$81.4 billion. That's how much revenue Apple pulled in over the Q3 quarter.
That's $81.4 billion in 90 days.
Over $900 million a day.
Nearly $38 million an hour.
$628,000 a minute.
More than $10,000 a second.
That's a lot of money.
But how much product did Apple have to sell to pull that sort of revenue in?
Apple doesn't give us information on units sold any more -- which is a shame, but we can make some educated guess.
Let's start with the biggest chunk of revenue -- the iPhone.
Let's assume that the average selling price (ASP) for an iPhone is $700. Given the lineup, the price ranges, and what analysts estimate, it seems like a good number.
On iPhone revenues of $39.57 billion, that means some 56.5 million iPhones sold.
Let's assume for Macs an ASP of $1,300. On revenues of $8.2 billion, that's some 6.3 million Macs, which would be strong sales.
Things get hazy with the iPad since that category is so diverse, but it does lean more towards the lower end of the price spectrum. Let's thrown $600 intothe calculation as the ASP, which would mean some 12 million iPads sold to generate a revenue of $7.3 billion.

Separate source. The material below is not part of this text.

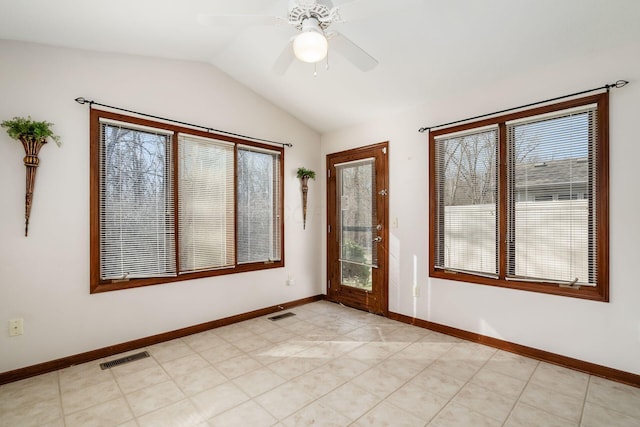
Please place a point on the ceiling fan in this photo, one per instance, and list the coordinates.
(311, 18)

The wearables and accessories category is a tough one to break down because there's so much in there, so I'll leave that out, and services -- the second-largest category behind the iPhone -- because it doesn't involve products.
But it's clear that Apple needs to shift a lot of units -- nearly 75 million iPhones, iPads, and Macs -- and manage a huge supply and sales chain in order to keep this sort of revenue flowing in.
From a logistical sense, it's very impressive indeed.